Changelog

Version 2.4.0 (2024-10-02)

New Features

  • Added strategy="fsdp_native" for PyTorch 2.0+ native FSDP with activation checkpointing.

  • New StochasticWeightAveraging callback.

  • Added Trainer(barebones=True) mode — disables all non-essential features for maximum throughput.

  • LightningModule.log_dict() now supports nested dict keys (e.g., "metrics/train/loss").

  • New NeptuneLogger for Neptune.ai integration.

  • Trainer(compile=True) shorthand to compile the model with torch.compile().

  • Async checkpointing: checkpoints are now saved in a background thread by default.

Breaking Changes

  • Dropped Python 3.8 support. Minimum is now Python 3.9.

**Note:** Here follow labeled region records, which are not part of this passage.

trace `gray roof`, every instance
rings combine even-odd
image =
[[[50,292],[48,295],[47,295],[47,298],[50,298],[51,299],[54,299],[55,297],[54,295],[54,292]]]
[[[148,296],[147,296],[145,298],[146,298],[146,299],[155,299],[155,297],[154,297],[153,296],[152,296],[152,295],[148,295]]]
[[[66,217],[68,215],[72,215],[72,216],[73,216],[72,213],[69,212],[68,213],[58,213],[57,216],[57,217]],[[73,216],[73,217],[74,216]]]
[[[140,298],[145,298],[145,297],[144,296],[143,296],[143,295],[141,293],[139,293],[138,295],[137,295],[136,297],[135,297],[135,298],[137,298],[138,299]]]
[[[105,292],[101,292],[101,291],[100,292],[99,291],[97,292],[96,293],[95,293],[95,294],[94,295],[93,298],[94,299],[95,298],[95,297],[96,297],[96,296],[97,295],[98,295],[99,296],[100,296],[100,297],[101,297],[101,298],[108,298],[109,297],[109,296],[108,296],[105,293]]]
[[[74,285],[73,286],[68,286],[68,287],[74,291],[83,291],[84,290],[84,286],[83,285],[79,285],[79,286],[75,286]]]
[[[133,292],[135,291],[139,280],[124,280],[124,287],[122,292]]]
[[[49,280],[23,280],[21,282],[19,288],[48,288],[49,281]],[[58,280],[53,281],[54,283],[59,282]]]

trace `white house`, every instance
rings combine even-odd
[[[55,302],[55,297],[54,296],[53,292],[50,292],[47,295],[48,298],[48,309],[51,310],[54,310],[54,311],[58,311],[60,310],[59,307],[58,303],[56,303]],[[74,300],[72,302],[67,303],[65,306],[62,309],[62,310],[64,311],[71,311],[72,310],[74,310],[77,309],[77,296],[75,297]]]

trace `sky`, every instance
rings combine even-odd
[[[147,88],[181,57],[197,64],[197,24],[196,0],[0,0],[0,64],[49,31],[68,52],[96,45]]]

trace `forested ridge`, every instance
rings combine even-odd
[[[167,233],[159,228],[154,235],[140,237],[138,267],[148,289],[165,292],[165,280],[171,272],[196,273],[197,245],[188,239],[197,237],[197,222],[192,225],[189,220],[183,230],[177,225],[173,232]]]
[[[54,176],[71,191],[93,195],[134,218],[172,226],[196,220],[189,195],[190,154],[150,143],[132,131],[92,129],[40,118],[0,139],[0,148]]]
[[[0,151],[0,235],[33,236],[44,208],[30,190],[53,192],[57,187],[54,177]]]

  • Trainer(gpus=...) and Trainer(tpu_cores=...) removed (deprecated since 2.0). Use devices= instead.

  • LightningModule.on_post_move_to_device() removed.

Deprecations

  • Trainer(auto_lr_find=True) deprecated; use from lightning.pytorch.tuner import Tuner instead.

Version 2.3.0 (2024-07-15)

New Features

  • Full PyTorch 2.3 compatibility including torch.compile() integration.

  • New Lightning CLI — train models from YAML config files without writing Python:

    lightning fit --config config.yaml
    lightning validate --config config.yaml --ckpt_path best
    lightning predict --config config.yaml --ckpt_path last
    

Bug Fixes

  • Fixed gradient accumulation with accumulate_grad_batches > 1 and strategy="fsdp".

  • Fixed ModelCheckpoint.best_model_path returning None after trainer.test().

  • Fixed memory leak in RichProgressBar when leave=False.

Version 2.2.0 (2024-04-11)

New Features

  • LightningModule now supports configure_model() hook for model parallel setups.

  • Added Trainer(reload_dataloaders_every_n_epochs=N) parameter.

  • New lightning.pytorch.utilities.grad_norm utility function.

Version 2.0.0 (2023-09-01)

Major Release

  • Complete rewrite of the Trainer internals.

  • Minimum PyTorch bumped to 2.0.

  • Introduced lightning.fabric.Fabric — a lightweight alternative to Trainer for fine-grained control.

  • New plugin system for custom accelerators and strategies.

  • DeepSpeed strategy updated to DeepSpeed 0.12.

  • Unified lightning package combining pytorch-lightning and lightning-fabric.